3.4 From the paired t-test to the linear mixed model

One important point to notice is that the observed t-value of the paired t-test and the t-test printed out by the simple linear model don’t match:

summary_ttest(t.test(rawRT ~ condition, bysubj, 
                     paired = TRUE))

## [1] "t(41)=3.11 p=0.003"
## [1] "est.: 102.29 [35.85,168.72] ms"

round(summary(m0raw)$coefficients, 2)[, c(1:3)]

##                  Estimate Std. Error t value
## (Intercept)         471.4      31.13   15.14
## conditionsubjgap   -102.3      44.02   -2.32

This is because the linear model is equivalent to the unpaired (i.e., two sample) t-test:

summary_ttest(t.test(rawRT ~ condition, bysubj,
  paired = FALSE
))

## [1] "t(57)=2.32 p=0.024"
## [1] "est.: 471.36 [14.14,190.43] ms"
## [2] "est.: 369.07 [14.14,190.43] ms"

As discussed earlier, the paired t-test’s analog in the linear modeling framework is the linear mixed model with varying intercepts. We turn next to this extension of the simple linear model. The command corresponding to the paired t-test in the linear modeling framework is as follows. Notice that we are working with the aggregated data, as in the paired t-test. Later, we will switch to the unaggregated data; that will be the correct analysis of these data.

m0raw_lmer <- lmer(rawRT ~ condition + (1 | subject), bysubj)
summary(m0raw_lmer)$coefficients

##                  Estimate Std. Error t value
## (Intercept)         471.4      31.13  15.143
## conditionsubjgap   -102.3      32.90  -3.109

To understand the connection between the paired t-test and the above command, it is necessary to consider how a paired t-test is assembled.

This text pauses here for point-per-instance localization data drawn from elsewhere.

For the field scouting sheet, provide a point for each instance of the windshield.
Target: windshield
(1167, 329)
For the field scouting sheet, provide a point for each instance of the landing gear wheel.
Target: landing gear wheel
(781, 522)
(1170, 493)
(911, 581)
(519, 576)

First, some background knowledge from random variable theory. If you have two random variables that have correlation \(\rho\), the variance of the difference between the two random variables is:

\[\begin{equation} Var(Y_1-Y_2)=Var(Y_1) + Var(Y_2) - 2\times Cov(Y_1, Y_2) \end{equation}\]

\(Cov(Y_1, X2)\) is the covariance between the two random variables and is defined as:

\[\begin{equation} Cov(Y_1, Y_2) = \rho \sqrt{Var(Y_1)}\sqrt{Var(Y_2)} \end{equation}\]

You can find the proofs of the above assertions in books like Rice (1995).

As discussed earlier, a paired t-test is used when you have paired data from subject \(i=1,...,n\) in two conditions; assume that they are labeled conditions 1 and 2. Let’s write the data as two vectors \(Y_{1}, Y_{2}\). Because the pairs of data points are coming from the same subject, they are correlated with some correlation \(\rho\); recall Figure 2.23. Assume that both conditions 1 and 2 have standard deviation \(\sigma\).

To make this discussion concrete, let’s generate some simulated bivariate data that are correlated. At this point, you may want to review chapter 1’s section on bivariate/multivariate distributions. Assume that \(\sigma = 1\), \(\rho=0.5\), and that the data are balanced.

samplesize <- 12
mu <- c(.3, .2)
rho <- 0.5
stddev <- 1
Sigma <- matrix(stddev, nrow = 2, ncol = 2) + diag(2)
Sigma <- Sigma / 2
Sigma

##      [,1] [,2]
## [1,]  1.0  0.5
## [2,]  0.5  1.0

## simulated data:
y <- mvrnorm(n = samplesize, mu = mu, Sigma = Sigma, 
             empirical = TRUE)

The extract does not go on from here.